Nous avions alerté ici en décembre 2013 à propos de la Directive sur le redressement et la résolution des crises bancaires
(BRRD pour Bank Recovery and Resolution Directive). 

Ce texte européen
inscrit dans la loi ce qui s’est produit à Chypre en avril 2013, on s’en
rappelle : le système bancaire en faillite s’était renfloué en
sollicitant les actionnaires et les détenteurs d’obligations – rien de
plus normal – mais aussi en ponctionnant les déposants avec la
confiscation des comptes de plus de 100.000 euros. 

Il s’agit là d’un vol
pur et simple, une remise en cause du droit de propriété. Et si le
plancher de 100.000 euros peut rassurer la plupart des épargnants, il
s’agit pourtant d’une illusion qui pourrait s’évanouir devant l’ampleur
des pertes : Chypre à l’époque avait bénéficié de 10 milliards d’euros
d’aide de l’UE et du FMI (soit les deux tiers de son PIB), mais qui
pourrait verser une somme équivalente à un grand pays comme l’Espagne,
l’Italie ou la France s’il connaissait une crise comparable ?

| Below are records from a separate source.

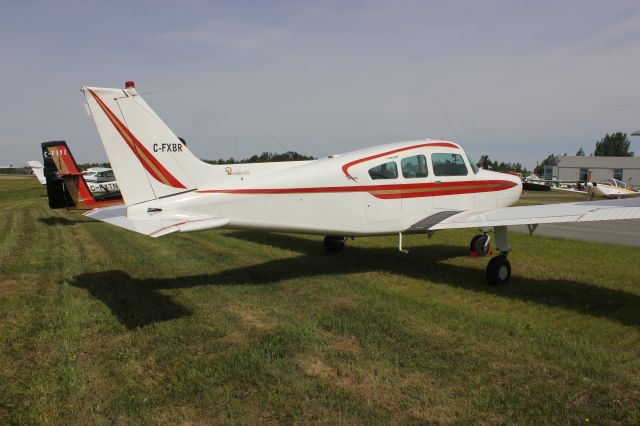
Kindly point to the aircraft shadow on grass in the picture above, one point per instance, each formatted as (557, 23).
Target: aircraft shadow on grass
(139, 302)
(59, 220)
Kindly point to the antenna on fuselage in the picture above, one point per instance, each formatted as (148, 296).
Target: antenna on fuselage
(450, 122)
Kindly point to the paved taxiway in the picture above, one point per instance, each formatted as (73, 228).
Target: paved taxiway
(625, 232)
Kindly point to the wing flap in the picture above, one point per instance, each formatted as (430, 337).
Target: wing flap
(159, 224)
(549, 213)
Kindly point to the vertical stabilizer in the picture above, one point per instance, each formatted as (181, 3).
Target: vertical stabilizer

L’épisode chypriote a servi de répétition générale et désormais tous
les pays européens peuvent recourir à cette méthode. La transposition de
la directive dans les droits nationaux doit intervenir au 1er janvier
2016 au plus tard, mais l’Autriche a devancé cette date car, justement,
une de ses banques connait de graves difficultés. Hypo Alpe Adria a été
nationalisée en 2009 suite à des investissements hasardeux, notamment
dans les Balkans (son chiffre d’affaires est passé de 1,87 milliard
d’euros en 1992 à 43,3 milliards d’euros en 2008 !). Après plusieurs
renflouements pour un total de 5,5 milliards d’euros, le gouvernement
autrichien a annoncé dimanche dernier qu’il ne verserait plus un euro et
que la banque était placée “en résolution”. Celle-ci a immédiatement
annoncé qu’il pourrait lui manquer jusqu’à 7,6 milliards d’euros de
fonds propres…

Ce ne sont pas les actionnaires qui assumeront la perte (l’Etat
détient la banque en totalité) mais ceux qui ont souscrit les
obligations émises par la banque, et pour eux le préjudice sera de
l’ordre de 50 à 70%. C’est bien joué : sans cette directive, l’Etat
aurait du payer ! A priori les déposants ne seraient pas concernés cette
fois, mais l’avertissement doit porter : la directive “BRRD” a été
appliquée en Europe pour la première fois, sans prévenir, sans
concertation, en l’espace d’un week end. Pour un Etat la tentation
s’avère très forte, il peut arrêter les frais et faire reposer la perte
sur les actionnaires, les détenteurs d’obligations et, éventuellement,
les déposants. On ne prendra pas un grand risque en pariant que cette
directive sera à nouveau utilisée en Europe.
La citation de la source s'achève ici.